Durante la temporada 2002-03, Merson le dijo a Redknapp que necesitaba registrarse en la clínica Sporting Chance de Tony Adams por sus problemas con la bebida y el juego, pero en lugar de eso, voló a Barbados de vacaciones. Merson pensó que se había salido con la suya hasta que se topó con uno de los mejores amigos de Redknapp. En lugar de castigar a su capitán, el entrenador de Portsmouth hizo la vista gorda. Merson anotó 12 goles cuando el club ganó la liga y obtuvo el ascenso a la Premier League. “Regresé, tan bronceada, era enero”, dice Merson. “Simplemente siguió adelante. Nunca dijo una palabra al respecto y me lo dijo dos años después”.

Paul Merson en acción para Portsmouth en su temporada de promoción en 2002-03.
Paul Merson en acción para Portsmouth durante su temporada de promoción en 2002-03. Fotografía: Mike Hewitt/Getty Images

Jürgen Klopp ha cultivado una devoción casi religiosa por parte de sus jugadores forjando relaciones muy personales. Al ser táctil y mostrar un interés genuino en sus vidas, ha creado una confianza y una conexión que ha ayudado al equipo a superar derrotas aplastantes en finales importantes y ganar la Liga de Campeones y Primera liga.

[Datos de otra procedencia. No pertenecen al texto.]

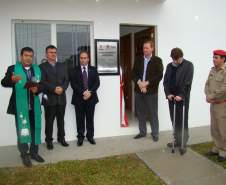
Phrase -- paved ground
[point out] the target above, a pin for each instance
(9, 155)
(174, 169)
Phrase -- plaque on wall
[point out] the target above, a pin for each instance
(107, 56)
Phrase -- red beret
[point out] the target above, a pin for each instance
(219, 52)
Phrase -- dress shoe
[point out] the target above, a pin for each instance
(170, 145)
(91, 141)
(155, 138)
(63, 142)
(49, 145)
(26, 160)
(37, 158)
(138, 136)
(80, 142)
(221, 159)
(211, 153)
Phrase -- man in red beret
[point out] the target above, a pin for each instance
(215, 90)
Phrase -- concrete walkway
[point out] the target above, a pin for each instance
(190, 169)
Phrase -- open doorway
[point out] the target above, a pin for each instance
(131, 46)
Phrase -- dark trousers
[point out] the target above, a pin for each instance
(52, 112)
(85, 119)
(24, 148)
(179, 120)
(147, 109)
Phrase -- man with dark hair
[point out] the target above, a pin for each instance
(215, 90)
(55, 82)
(84, 81)
(23, 78)
(147, 73)
(177, 86)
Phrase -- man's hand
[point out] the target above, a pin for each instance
(34, 90)
(144, 90)
(142, 84)
(208, 100)
(16, 78)
(170, 97)
(58, 90)
(86, 95)
(178, 98)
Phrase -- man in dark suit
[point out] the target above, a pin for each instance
(55, 82)
(25, 105)
(177, 86)
(147, 73)
(84, 81)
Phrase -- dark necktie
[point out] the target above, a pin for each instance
(28, 74)
(85, 78)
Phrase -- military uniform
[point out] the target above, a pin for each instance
(215, 89)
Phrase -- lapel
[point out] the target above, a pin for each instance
(51, 68)
(80, 73)
(179, 72)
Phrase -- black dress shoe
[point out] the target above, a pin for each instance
(170, 145)
(63, 142)
(26, 160)
(155, 138)
(49, 145)
(91, 141)
(138, 136)
(221, 159)
(37, 158)
(211, 153)
(79, 142)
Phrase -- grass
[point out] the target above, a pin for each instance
(203, 148)
(117, 170)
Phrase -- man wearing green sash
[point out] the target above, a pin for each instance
(23, 78)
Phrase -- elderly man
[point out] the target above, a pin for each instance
(177, 86)
(23, 78)
(147, 73)
(55, 82)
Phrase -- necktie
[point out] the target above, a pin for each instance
(28, 74)
(85, 78)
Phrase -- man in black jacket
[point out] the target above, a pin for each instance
(55, 82)
(177, 86)
(84, 81)
(147, 73)
(24, 104)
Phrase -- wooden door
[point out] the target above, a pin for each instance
(140, 37)
(126, 66)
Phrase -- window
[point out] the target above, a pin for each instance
(69, 38)
(36, 36)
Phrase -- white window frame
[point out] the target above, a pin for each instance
(54, 33)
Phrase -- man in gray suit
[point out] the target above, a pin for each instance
(147, 73)
(55, 82)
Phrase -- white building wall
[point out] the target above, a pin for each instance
(197, 26)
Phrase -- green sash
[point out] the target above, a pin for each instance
(22, 107)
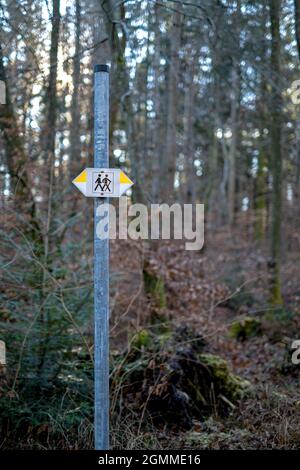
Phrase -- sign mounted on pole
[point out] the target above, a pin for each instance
(102, 182)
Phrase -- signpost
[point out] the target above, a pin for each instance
(101, 182)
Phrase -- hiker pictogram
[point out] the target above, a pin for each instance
(103, 183)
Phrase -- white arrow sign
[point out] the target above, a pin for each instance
(102, 182)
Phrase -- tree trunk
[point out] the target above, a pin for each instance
(75, 109)
(297, 24)
(170, 154)
(276, 145)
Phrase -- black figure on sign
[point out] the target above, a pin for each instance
(103, 183)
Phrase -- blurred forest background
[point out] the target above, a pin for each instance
(202, 110)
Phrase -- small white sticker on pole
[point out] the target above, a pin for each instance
(102, 182)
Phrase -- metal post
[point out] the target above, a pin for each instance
(101, 266)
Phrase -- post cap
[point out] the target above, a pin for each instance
(101, 68)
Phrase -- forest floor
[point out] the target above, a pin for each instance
(209, 292)
(206, 295)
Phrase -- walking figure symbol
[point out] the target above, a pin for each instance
(103, 183)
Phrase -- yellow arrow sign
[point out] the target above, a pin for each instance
(102, 182)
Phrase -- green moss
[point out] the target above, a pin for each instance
(245, 328)
(155, 288)
(228, 384)
(141, 339)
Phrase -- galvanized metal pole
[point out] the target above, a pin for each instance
(101, 264)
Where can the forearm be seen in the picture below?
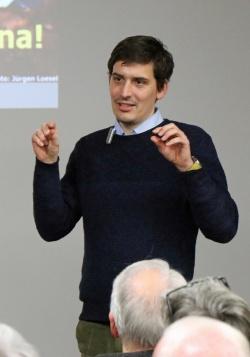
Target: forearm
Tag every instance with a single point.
(213, 209)
(55, 210)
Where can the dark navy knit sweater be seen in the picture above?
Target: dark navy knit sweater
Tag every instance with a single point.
(135, 205)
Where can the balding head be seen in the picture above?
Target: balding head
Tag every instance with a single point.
(202, 337)
(138, 307)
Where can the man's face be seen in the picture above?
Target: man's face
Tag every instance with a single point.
(133, 91)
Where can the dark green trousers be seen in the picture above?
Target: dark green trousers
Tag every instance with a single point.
(94, 338)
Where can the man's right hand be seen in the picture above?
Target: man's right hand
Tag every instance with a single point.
(45, 143)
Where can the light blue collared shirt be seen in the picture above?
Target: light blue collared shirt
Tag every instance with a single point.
(151, 122)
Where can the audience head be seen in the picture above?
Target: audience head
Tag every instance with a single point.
(138, 307)
(197, 336)
(12, 344)
(210, 297)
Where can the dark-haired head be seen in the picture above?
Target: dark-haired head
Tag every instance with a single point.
(143, 50)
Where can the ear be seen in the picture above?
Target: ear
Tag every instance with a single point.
(162, 92)
(113, 328)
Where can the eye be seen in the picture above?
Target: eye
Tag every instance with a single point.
(140, 82)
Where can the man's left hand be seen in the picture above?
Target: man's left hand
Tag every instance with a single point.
(174, 145)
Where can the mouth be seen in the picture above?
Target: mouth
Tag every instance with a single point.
(125, 106)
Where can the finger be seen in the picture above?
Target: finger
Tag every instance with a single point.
(157, 141)
(163, 129)
(174, 141)
(49, 130)
(37, 141)
(170, 133)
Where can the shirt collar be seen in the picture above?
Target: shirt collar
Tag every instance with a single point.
(151, 122)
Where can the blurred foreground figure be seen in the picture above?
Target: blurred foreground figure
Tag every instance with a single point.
(210, 297)
(138, 307)
(202, 337)
(12, 344)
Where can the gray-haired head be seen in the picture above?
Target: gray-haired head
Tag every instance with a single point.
(196, 336)
(138, 301)
(209, 297)
(12, 344)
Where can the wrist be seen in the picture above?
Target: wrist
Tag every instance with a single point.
(192, 165)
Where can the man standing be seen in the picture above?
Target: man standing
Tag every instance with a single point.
(144, 187)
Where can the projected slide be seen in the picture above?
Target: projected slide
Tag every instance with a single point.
(28, 54)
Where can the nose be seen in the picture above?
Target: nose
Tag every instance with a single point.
(126, 89)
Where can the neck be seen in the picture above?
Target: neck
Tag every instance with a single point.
(128, 129)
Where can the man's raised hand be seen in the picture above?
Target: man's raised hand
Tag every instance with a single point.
(174, 145)
(45, 143)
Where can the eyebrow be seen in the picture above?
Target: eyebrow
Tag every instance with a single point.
(144, 79)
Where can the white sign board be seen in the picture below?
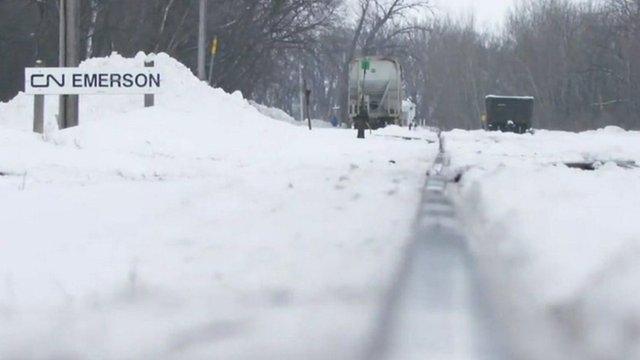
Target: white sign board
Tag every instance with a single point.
(76, 81)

Gini Wijnaldum, uno de sus jugadores clave en esos éxitos, desairó al Tottenham a favor del Liverpool después de charlar con Klopp. “Tuve excelentes conversaciones con [Mauricio] Pochettino y Klopp”, dijo en 2016. “Pero en la reunión con Jürgen nos reímos y no hablamos solo de fútbol. Estaba interesado en mi vida personal y eso era bueno para mí. No solo estaba interesado en Wijnaldum como futbolista, sino en Wijnaldum como persona.

“Cuando no estás en el campo de fútbol, ​​tienes que comunicarte como personas y es bueno si sabes algo sobre cómo es la otra persona. Hace las cosas más fáciles. Cada sesión de entrenamiento que hacemos es para mejorarte como jugador. Eso es diferente a lo que he experimentado antes y estoy muy contento con eso. El gerente te da confianza. No es un gerente que te grita o se enoja contigo cada vez que cometes un error. Solo se enojará si no haces las cosas en las que eres bueno”.

La profesora Sophia Jowett de la Universidad de Loughborough ha destilado este enfoque en un marco denominado las 3+1C: cercanía, compromiso, complementariedad y coorientación. El relato de Wijnaldum describe el intercambio de detalles personales (cercanía), sesiones de capacitación desafiantes (compromiso), una perspectiva similar de la vida (complementariedad y coorientación) y sólidas líneas de comunicación. Después de hablar con una serie de mentores y aprendices, descubrió que estos cuatro elementos crean una relación “positiva, eficaz y armoniosa” que puede proporcionar “una plataforma desde la cual se pueden expresar las debilidades y las necesidades, y se pueden lograr las metas y los objetivos”.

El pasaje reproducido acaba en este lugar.